Cell therapy promises significant benefits to millions who suffer from untreatable and devastating diseases. The compact mobile XVIVO System now opens up these new therapies to virtually any clinic that gets FDA approval.

The XVIVO System offers academic, research, pharmaceutical and biotechnology organizations improved control of process, contamination and quality, and indicates the future of how all valuable cells will eventually be incubated and processed.

Using XVIVO cell production system, cells are produced in a series of flexible, modular interconnected chambers with full integration of all instruments and processing tools inside. Cells and supplies enter at one end, waste is expelled aseptically along the way, and clinical grade cell product emerges at the end of the process.

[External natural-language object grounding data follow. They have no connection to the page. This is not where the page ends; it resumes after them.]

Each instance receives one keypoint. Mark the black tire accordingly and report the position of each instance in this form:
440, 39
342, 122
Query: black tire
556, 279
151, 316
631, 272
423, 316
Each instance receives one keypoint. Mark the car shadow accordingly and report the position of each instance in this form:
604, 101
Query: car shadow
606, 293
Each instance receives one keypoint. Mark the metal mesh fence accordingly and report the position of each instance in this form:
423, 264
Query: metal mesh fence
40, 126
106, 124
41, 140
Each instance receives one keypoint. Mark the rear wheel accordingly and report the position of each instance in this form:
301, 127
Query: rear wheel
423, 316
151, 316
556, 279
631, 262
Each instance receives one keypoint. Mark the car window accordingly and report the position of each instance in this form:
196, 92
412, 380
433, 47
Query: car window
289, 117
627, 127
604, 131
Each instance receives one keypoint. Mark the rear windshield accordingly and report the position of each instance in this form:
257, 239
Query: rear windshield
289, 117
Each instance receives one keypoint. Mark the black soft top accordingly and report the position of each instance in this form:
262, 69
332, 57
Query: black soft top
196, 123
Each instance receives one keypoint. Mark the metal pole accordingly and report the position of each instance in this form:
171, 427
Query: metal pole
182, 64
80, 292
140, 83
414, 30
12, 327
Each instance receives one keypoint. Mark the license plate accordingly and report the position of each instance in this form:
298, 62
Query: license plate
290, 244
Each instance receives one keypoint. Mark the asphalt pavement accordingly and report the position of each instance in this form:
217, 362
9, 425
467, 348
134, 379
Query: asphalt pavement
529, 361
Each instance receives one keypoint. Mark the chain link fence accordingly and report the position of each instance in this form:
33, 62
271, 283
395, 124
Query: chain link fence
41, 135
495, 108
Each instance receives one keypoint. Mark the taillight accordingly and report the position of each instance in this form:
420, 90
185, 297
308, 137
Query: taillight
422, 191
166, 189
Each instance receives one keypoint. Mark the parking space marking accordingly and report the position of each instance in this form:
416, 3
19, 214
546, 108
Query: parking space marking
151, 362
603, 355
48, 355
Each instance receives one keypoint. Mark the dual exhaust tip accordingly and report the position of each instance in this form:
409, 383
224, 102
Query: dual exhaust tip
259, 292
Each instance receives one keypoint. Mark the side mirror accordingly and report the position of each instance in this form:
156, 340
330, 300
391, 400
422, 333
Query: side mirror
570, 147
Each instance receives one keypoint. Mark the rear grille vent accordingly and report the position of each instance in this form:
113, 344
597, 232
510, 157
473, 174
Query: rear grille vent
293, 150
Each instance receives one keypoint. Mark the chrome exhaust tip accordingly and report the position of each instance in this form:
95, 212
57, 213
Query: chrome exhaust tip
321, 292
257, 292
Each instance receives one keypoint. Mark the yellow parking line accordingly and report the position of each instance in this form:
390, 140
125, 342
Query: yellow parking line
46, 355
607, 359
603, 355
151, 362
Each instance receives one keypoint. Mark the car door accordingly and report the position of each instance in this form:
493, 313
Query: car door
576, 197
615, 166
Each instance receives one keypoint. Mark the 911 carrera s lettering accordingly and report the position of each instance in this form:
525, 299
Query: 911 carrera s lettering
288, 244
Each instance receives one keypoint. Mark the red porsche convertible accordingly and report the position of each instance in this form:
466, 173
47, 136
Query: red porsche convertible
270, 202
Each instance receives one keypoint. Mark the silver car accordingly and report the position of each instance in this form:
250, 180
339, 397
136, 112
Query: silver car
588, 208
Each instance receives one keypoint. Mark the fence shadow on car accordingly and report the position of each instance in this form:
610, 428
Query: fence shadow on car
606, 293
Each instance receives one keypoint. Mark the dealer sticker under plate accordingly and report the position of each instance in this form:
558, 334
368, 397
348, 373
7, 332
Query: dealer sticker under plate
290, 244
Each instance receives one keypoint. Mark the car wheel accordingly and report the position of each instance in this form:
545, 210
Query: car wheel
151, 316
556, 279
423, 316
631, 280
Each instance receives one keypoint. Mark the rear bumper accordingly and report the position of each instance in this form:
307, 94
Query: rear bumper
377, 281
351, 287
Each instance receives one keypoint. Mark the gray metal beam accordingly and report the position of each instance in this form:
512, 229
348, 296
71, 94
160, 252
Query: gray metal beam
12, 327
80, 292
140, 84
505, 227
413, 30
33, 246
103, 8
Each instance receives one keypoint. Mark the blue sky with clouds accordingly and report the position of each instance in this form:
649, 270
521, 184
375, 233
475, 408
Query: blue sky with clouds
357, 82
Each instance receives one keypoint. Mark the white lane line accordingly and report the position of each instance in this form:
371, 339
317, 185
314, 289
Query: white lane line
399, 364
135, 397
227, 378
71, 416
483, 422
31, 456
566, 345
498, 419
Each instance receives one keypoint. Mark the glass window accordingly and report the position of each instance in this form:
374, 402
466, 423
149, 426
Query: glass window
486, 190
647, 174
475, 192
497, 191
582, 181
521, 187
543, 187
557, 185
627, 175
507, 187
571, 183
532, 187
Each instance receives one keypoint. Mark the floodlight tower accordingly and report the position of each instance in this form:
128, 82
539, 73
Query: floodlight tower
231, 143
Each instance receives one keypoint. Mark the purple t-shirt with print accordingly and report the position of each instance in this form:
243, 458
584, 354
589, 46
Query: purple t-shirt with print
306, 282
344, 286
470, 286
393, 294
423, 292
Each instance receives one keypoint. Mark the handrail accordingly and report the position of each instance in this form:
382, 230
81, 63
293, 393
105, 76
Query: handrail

Globally, there are nearly one hundred XVIVO Systems in use today including at the Roswell Park Cancer Institute (United States), University of Bordeaux (France), Ottawa Health Research Institute (Canada), Hong Kong University (China), Euroimplant Laboratories (Poland), Cleveland Clinic Foundation (United States), University of Texas, MD Anderson Cancer Center (United States), University of Linkoping (Sweden), Queen Mary, University of London (United Kingdom), Monash University (Australia) and the University of Sao Paulo (Brazil).

About BioSpherix:

BioSpherix, Ltd., located in Lacona, NY, develops, manufactures and sells advanced laboratory and clinical equipment for the purpose of controlling and maintaining optimal conditions for mammalian cells outside the body, called “Cytocentric” cell incubation and processing equipment. Since its founding in 2001, BioSpherix, Ltd. has provided its unique enabling equipment to academic, research, pharmaceutical and biotechnology organizations throughout the world, for use in the fields of cell biology and stem cell research, cell therapy, gene therapy, clinical studies and FDA compliant cell production.